What are the methodological considerations for using HXT10 antibodies in comparative studies across different yeast species?

Using HXT10 antibodies for cross-species studies requires careful methodological planning to ensure valid comparisons. Follow these research strategies:

Cross-species experimental design:

• Epitope conservation analysis:

  • Perform sequence alignment of HXT10 orthologs across target species

  • Select antibodies targeting highly conserved regions

  • Consider generating new antibodies against universal epitopes if needed

  • Research shows even small variations in epitope sequences can significantly impact antibody binding

• Species-specific validation protocol:

  • Test antibody reactivity against recombinant proteins from each species

  • Include knockout controls from each species when available

  • Establish species-specific dilution series to account for affinity differences

  • Document optimal working concentrations for each species

• Data normalization strategy:

  • Select appropriate housekeeping proteins conserved across target species

  • Consider dual detection methods (e.g., epitope tagging + antibody detection)

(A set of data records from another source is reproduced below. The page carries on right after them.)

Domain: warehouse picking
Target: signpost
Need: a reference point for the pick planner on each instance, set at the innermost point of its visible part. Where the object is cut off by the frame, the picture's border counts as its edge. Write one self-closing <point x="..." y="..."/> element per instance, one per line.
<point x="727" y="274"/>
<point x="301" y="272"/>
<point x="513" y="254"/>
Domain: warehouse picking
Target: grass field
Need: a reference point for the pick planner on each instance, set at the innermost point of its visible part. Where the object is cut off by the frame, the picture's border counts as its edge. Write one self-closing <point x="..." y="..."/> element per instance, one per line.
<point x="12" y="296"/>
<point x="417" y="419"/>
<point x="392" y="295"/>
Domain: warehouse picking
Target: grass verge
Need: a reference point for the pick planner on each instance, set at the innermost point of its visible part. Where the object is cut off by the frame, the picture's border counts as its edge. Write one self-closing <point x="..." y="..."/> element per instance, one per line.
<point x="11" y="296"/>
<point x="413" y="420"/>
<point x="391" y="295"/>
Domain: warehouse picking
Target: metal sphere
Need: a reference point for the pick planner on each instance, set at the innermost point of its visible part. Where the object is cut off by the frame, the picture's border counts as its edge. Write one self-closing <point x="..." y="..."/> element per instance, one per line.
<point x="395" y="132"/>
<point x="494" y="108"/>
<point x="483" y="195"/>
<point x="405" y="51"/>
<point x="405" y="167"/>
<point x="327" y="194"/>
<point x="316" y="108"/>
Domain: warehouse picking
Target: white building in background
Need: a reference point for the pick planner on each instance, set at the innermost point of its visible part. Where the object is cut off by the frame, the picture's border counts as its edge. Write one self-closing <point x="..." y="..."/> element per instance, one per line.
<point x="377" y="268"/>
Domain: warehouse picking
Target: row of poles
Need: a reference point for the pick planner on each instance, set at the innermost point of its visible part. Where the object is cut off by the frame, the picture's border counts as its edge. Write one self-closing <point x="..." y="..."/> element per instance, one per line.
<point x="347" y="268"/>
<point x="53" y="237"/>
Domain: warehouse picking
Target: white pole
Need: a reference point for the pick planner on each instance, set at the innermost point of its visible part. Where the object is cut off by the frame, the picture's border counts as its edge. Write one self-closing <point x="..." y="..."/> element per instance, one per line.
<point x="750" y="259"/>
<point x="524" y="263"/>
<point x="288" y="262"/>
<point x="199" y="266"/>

  • When comparing expression levels, use recombinant protein standards for absolute quantification

• Cross-species technical considerations:

  • Adjust cell wall digestion protocols for species with different cell wall compositions

  • Optimize lysis buffers for species-specific membrane composition differences

  • Consider differences in post-translational modifications across species

Research demonstrates that even highly conserved proteins may require species-specific optimization. In antibody development studies, humanization of antibodies revealed "several hot spots in the framework region that appear to affect antigen binding, and therefore should be considered in human germline selection" . Similarly, when studying yeast proteins across species, these subtle differences must be methodologically addressed.